Location
- 700 West Tate Drive Robinson, Texas 76706-5505 United States 31°27′46″N 97°7′17″W﻿ / ﻿31.46278°N 97.12139°W

Information
- School type: Public high school
- Motto: Rockets Never Quit
- Established: 1963
- School district: Robinson Independent School District
- Principal: Kati Dietzman
- Staff: 55.77 (on an FTE basis)
- Grades: 9-12
- Enrollment: 717 (2023–2024)
- Student to teacher ratio: 12.86
- Colors: Royal blue and white
- Athletics conference: UIL Class AAAA
- Mascot: Rocket
- Team name: Rockets
- Newspaper: Vapor Trails
- Yearbook: Galaxy
- Website: Robinson High School

= Robinson High School (Texas) =

Robinson High School (commonly Robinson or RHS) is a public high school located in Robinson, Texas, United States and is classified as a 4A school by the University Interscholastic League. It is part of the Robinson Independent School District, which serves students mostly from Robinson; parts of the district extend into Lorena and Waco. The district also covers several small rural towns including Golinda, Levi, Rosenthal, Asa, Downsville, and Mooreville. In 2015, the school was rated "Met Standard" by the Texas Education Agency.

==Athletics==
The Robinson Rockets compete in these sports -

Cross Country, Volleyball, Football, Basketball, Swimming, Powerlifting, Soccer, Tennis, Golf, Track, Baseball and Softball.

Until the mid-2000s, the girls' athletic teams were referred to as the Rockettes; however, this nickname has largely fallen out of use and now refers chiefly to the school's drill team. Students also have won individual UIL 3A state titles in track, cross country, and powerlifting.

===State titles===
- Baseball
  - 2026(4A/D2)
- Girls' Basketball -
  - 1970(2A), 2009(3A)
- Girls' Track -
  - 1974(1A)
- Softball -
  - 1999(3A), 2025(4A/D2)
- Tennis-2008 (3A) Boys doubles

==Band==
The Robinson High School Marching Band, "The Pride of the Blue" has made 20 appearances at the UIL State Marching Contest, winning four marching championships.

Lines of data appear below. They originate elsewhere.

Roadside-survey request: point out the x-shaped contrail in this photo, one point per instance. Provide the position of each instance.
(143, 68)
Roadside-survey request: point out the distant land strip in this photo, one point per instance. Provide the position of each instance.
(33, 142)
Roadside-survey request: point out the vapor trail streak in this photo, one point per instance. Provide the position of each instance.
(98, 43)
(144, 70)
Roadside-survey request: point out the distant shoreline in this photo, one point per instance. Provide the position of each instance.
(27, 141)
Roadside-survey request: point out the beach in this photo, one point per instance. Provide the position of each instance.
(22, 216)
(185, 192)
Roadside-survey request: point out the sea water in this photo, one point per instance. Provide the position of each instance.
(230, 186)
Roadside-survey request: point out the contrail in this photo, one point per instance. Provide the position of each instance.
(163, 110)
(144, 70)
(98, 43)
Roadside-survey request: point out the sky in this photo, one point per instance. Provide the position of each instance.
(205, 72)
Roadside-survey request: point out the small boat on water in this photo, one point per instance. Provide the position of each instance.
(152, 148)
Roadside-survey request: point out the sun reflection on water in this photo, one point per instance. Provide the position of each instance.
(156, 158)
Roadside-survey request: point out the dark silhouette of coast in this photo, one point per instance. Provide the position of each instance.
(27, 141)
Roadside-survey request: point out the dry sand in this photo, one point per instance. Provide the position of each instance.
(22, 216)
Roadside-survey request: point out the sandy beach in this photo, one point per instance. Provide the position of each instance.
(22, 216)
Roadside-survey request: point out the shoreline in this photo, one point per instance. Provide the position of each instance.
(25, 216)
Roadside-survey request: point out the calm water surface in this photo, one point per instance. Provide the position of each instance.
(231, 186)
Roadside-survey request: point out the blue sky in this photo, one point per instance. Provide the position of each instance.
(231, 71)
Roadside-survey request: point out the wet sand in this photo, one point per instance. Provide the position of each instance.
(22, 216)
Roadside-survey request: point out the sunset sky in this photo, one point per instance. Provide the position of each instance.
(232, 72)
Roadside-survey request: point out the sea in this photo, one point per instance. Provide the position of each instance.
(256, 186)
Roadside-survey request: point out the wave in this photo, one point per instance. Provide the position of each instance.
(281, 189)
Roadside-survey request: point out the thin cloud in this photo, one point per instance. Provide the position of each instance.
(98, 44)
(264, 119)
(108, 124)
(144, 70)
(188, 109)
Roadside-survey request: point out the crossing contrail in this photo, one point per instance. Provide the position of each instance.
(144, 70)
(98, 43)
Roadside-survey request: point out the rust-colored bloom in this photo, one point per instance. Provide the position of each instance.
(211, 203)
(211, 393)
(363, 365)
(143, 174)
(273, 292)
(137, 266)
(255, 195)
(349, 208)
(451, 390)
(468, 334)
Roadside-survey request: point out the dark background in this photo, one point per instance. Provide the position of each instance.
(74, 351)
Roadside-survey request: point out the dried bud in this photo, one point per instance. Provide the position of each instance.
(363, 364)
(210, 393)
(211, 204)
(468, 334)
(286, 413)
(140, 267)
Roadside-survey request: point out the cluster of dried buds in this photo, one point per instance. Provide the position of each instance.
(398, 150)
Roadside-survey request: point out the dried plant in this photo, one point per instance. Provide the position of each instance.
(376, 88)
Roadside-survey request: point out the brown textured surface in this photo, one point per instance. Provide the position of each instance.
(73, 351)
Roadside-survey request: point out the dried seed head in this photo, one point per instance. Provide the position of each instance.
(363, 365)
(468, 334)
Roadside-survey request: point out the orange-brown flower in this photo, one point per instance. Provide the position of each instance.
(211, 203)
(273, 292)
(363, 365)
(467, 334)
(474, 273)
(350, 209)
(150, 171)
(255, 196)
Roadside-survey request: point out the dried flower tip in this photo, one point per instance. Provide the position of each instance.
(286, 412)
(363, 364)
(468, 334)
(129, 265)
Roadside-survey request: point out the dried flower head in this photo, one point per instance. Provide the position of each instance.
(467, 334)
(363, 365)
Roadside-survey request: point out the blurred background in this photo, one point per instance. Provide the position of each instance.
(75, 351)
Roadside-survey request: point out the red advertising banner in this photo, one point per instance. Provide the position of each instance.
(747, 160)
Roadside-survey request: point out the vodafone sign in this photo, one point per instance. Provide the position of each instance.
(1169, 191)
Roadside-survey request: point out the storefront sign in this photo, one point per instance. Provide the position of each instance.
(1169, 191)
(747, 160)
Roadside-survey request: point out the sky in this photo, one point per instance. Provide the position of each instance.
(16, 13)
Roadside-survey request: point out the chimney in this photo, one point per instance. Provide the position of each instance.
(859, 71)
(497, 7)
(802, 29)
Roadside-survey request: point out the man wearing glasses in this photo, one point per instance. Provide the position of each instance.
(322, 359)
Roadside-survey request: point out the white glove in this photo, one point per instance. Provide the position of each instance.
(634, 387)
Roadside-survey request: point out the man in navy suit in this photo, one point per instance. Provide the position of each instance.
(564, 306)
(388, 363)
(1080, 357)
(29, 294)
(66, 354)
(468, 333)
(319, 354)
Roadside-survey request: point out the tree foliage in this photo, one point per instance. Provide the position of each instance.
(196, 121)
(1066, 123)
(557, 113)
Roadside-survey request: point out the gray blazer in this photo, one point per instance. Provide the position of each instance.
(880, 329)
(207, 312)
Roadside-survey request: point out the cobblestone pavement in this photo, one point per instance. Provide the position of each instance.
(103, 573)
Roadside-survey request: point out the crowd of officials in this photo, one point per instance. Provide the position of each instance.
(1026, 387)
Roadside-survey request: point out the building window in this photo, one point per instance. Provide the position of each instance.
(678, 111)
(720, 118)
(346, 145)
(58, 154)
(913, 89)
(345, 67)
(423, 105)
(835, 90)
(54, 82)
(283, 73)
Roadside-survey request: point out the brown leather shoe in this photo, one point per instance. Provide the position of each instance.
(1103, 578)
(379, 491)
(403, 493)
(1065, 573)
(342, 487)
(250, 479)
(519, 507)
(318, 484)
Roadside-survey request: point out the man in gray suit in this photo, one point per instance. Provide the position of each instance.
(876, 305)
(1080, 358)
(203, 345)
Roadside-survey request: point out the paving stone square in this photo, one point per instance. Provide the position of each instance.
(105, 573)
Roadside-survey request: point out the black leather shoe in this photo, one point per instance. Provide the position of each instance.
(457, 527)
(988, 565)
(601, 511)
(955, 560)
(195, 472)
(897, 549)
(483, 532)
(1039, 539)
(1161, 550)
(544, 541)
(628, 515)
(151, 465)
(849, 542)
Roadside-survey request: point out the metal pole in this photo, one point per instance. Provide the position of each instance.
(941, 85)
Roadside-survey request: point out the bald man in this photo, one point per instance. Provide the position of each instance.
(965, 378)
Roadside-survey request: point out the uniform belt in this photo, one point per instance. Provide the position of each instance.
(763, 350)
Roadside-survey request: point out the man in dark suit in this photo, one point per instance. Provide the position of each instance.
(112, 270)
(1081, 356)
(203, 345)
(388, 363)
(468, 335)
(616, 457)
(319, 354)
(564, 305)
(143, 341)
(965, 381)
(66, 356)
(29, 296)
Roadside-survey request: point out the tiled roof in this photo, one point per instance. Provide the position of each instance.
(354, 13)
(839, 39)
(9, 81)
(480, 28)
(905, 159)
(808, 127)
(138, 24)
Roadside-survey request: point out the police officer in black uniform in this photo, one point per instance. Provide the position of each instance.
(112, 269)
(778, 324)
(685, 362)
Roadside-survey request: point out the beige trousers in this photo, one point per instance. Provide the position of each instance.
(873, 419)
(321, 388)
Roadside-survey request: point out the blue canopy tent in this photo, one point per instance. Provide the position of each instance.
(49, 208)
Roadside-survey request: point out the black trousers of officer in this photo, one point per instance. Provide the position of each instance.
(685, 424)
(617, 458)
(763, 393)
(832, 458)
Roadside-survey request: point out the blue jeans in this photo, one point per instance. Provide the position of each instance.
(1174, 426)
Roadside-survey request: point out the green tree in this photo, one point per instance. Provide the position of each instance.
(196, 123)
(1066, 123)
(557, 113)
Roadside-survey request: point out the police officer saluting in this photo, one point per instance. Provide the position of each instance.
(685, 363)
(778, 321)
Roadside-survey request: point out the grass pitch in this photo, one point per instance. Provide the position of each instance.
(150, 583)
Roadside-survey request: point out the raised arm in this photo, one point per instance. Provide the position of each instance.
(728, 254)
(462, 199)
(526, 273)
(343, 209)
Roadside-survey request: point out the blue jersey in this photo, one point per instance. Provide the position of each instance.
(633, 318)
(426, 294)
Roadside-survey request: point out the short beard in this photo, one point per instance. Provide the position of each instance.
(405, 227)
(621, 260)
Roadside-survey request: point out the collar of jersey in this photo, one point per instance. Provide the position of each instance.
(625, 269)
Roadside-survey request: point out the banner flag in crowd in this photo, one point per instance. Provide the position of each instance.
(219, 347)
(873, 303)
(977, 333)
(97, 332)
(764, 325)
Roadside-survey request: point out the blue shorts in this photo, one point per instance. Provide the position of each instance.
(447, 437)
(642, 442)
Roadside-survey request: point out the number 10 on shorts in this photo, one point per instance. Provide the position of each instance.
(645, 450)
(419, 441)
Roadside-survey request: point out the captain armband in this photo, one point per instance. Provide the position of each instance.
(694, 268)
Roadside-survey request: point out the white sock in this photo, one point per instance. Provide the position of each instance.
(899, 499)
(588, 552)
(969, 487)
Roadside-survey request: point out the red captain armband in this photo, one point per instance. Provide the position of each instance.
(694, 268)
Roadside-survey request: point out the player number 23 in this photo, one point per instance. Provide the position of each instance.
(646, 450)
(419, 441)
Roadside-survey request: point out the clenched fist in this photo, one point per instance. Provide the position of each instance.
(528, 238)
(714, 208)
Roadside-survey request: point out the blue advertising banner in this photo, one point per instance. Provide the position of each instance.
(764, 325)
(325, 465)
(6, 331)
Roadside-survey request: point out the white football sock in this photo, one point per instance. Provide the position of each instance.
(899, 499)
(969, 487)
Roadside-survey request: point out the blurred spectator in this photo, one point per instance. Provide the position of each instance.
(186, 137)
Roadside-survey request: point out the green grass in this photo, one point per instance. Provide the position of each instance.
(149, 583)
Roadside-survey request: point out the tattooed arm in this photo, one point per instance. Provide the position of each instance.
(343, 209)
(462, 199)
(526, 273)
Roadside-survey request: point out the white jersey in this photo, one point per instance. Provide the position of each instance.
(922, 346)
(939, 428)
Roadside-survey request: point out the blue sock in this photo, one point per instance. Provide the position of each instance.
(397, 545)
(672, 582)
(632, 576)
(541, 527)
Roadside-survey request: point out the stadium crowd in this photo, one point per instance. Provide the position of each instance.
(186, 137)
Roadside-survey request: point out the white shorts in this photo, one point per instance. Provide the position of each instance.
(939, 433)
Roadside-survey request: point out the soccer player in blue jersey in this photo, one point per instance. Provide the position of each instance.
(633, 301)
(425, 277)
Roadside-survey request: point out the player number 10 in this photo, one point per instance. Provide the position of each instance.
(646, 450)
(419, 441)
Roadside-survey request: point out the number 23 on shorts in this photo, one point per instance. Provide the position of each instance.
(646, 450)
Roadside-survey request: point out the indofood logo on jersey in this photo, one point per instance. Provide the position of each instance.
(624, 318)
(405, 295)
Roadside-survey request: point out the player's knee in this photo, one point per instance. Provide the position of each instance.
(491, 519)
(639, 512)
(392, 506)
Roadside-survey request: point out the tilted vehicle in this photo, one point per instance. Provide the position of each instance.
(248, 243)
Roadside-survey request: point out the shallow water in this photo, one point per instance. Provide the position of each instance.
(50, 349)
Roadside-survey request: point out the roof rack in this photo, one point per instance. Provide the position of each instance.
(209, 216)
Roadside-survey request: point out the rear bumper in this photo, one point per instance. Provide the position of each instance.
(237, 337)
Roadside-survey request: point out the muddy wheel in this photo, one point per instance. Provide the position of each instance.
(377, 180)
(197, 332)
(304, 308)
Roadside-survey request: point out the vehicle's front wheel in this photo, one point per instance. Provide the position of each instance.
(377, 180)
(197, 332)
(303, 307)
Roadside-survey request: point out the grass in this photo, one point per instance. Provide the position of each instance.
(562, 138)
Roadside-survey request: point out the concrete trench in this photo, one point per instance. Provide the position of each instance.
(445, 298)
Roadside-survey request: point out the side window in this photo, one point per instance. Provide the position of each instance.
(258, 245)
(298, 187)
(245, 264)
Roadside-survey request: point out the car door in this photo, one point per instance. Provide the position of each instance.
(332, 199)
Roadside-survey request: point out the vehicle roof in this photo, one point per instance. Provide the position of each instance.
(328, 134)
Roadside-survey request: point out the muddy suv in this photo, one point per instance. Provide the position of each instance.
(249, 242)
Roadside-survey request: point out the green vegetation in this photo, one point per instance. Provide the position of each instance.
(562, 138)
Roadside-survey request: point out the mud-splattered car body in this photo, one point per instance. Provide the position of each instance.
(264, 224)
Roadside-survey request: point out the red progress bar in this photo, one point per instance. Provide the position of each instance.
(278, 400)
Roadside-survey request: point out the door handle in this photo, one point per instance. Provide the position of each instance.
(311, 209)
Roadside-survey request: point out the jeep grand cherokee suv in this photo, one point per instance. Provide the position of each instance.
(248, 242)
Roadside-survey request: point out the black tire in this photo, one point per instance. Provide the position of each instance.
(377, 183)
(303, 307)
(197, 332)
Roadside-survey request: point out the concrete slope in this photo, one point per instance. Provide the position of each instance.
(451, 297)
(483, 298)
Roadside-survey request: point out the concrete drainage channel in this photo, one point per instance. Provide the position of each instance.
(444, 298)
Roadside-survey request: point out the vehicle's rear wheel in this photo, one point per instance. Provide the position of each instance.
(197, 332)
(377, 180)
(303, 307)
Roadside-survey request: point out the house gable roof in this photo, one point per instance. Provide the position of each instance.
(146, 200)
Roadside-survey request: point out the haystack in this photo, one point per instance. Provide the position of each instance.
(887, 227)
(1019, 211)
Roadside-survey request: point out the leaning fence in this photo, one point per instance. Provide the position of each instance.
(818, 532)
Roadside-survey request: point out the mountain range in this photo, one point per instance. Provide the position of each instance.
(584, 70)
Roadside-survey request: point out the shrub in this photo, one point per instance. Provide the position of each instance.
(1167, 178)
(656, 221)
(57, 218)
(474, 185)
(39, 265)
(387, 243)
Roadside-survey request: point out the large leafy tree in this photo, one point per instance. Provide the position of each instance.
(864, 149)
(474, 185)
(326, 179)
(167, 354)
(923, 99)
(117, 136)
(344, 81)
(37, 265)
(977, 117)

- Marching Band State Champions
  - 1981 (3A), 1984(3A), 1994(3A), 1996(3A)

== Notable alumni ==
- Braxton Ashcraft - MLB pitcher for the Pittsburgh Pirates.
- Clint Dolezel - American football coach and former professional arena football player in the Arena Football League (AFL).
- Jason Tucker - NFL & CFL Football - Dallas Cowboys, Edmonton Eskimos.